"Колыбельная птичьей родины (сборник)" - читать интересную книгу автора (Петрушевская Людмила)

Слабые кости

— Будьте любезны, Равшан, ну что я с ней буду делать?

— Я обещал, еще пять минут.

— Свалилась мне на голову. Вам-то она зачем?

— Пять минут, пожалуйста, ждем.

— Аферистка какая-то. Журналистка, наверное.

Наконец она явилась, действительно журналистка, как потом оказалось, портки широкие, короткие, «чистый хлопок», как она потом скромно уточнила, этот ее чистый хлопок был в сиреневый цветочек по серому полю, немыслимая какая-то портянка, штанины едва до щиколоток, потом белые тапочки как из гроба — но апломб! Скакала как козочка на цыпочках, выходя из гостиницы «Интурист» навстречу своей судьбе и смерти, то есть навстречу нам с Равшаном.

— Я вот говорю Равшану, — говорю я, — какого черта вы нам свалились на голову? Вы кто, журналистка?

— Какой у вас глаз! — теряется она. — Как это вы с ходу?

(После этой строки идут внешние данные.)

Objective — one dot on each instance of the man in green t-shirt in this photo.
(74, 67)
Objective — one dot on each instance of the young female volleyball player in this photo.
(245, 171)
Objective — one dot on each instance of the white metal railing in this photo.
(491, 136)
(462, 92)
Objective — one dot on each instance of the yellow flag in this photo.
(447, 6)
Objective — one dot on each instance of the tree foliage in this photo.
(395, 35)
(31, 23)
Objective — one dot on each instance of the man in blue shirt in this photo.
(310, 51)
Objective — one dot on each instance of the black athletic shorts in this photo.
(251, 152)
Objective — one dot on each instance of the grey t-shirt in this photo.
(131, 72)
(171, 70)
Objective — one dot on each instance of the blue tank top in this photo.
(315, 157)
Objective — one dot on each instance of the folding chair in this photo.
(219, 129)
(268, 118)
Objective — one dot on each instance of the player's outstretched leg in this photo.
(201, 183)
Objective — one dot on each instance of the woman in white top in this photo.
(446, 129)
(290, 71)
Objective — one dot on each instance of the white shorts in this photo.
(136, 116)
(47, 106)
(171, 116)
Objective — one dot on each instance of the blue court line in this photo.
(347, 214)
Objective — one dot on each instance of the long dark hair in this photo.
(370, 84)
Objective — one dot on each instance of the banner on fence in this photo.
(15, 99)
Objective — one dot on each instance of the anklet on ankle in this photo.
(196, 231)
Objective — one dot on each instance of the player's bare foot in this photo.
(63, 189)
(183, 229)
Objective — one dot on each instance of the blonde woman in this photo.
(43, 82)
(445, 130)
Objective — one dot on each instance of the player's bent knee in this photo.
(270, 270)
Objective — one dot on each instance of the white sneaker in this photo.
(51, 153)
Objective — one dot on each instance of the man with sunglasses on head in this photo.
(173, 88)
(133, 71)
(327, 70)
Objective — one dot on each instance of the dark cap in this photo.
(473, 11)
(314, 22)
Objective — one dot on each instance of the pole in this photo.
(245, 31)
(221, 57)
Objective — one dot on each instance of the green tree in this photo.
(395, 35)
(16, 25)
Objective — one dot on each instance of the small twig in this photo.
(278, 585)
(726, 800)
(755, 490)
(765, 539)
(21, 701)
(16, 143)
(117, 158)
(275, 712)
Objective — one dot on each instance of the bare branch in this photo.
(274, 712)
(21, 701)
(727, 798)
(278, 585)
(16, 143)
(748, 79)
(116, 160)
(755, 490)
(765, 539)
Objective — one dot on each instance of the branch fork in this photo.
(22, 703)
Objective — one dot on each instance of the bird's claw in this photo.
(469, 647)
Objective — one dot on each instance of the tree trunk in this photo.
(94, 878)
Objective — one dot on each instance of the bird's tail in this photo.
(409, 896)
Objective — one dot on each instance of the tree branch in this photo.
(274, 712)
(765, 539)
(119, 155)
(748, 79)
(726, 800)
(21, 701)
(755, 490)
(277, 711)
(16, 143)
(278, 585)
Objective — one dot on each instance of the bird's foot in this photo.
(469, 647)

Полный восторг с ее стороны. Я:

— Откуда вы, из какой газеты?

— Не из газеты, из журнала, «Ваше мнение». Устраивает?

— Знаю, улица Полевая.

— Ну, у вас глаз! Сразу все определили.

— Журналистов сразу видно. Какой отдел?

— Да иностранный.

— Понятно, — сказала я, подумав, что не знаю никого в таком отделе и что же это за отдел такой, но понять можно, она берет интервью и сопровождает гостей, отсюда иностранный вид, то есть тот вид, который напускают на себя бабы-иностранки, сорвавшись с цепи за границу за железный занавес, где они изображают собой золотую молодежь, громко хохочут, болтают, не носят лифчиков и с негодованием относятся к фарцовщикам, когда те ловят их вечером у гостиниц и спрашивают развратными, глухими голосами и в сторону, но спрашивают совсем не то, что можно ожидать, спрашивают:

— Джинсы е? Е джинсы?

— Ноу, нон, найн.

— Ништ, — повторяют фарцовщики. — Джинсы е?

Вот точно такая она была. На руках, во-первых, по десятку браслетиков с эмалью. Рыжие, кое-где очень светло-рыжие (явно седина под хной) волосы, заплетенные очень слабо в косички, разболтанные, перевязанные одна красным шнуром, другая каким-то еще. Очки с радужным переливом, с диоптриями, крошечные глазки под громадными стеклами, и лицо, когда поворачивает голову, все у шеи складывается в складки. Однако же густо усыпана детскими веснушками. Такое противоречие.

— У рыжих, — говорит она, что-то там такое, она говорит, есть у рыжих, — это всегда так, вы разве не заметили с вашим острым глазом?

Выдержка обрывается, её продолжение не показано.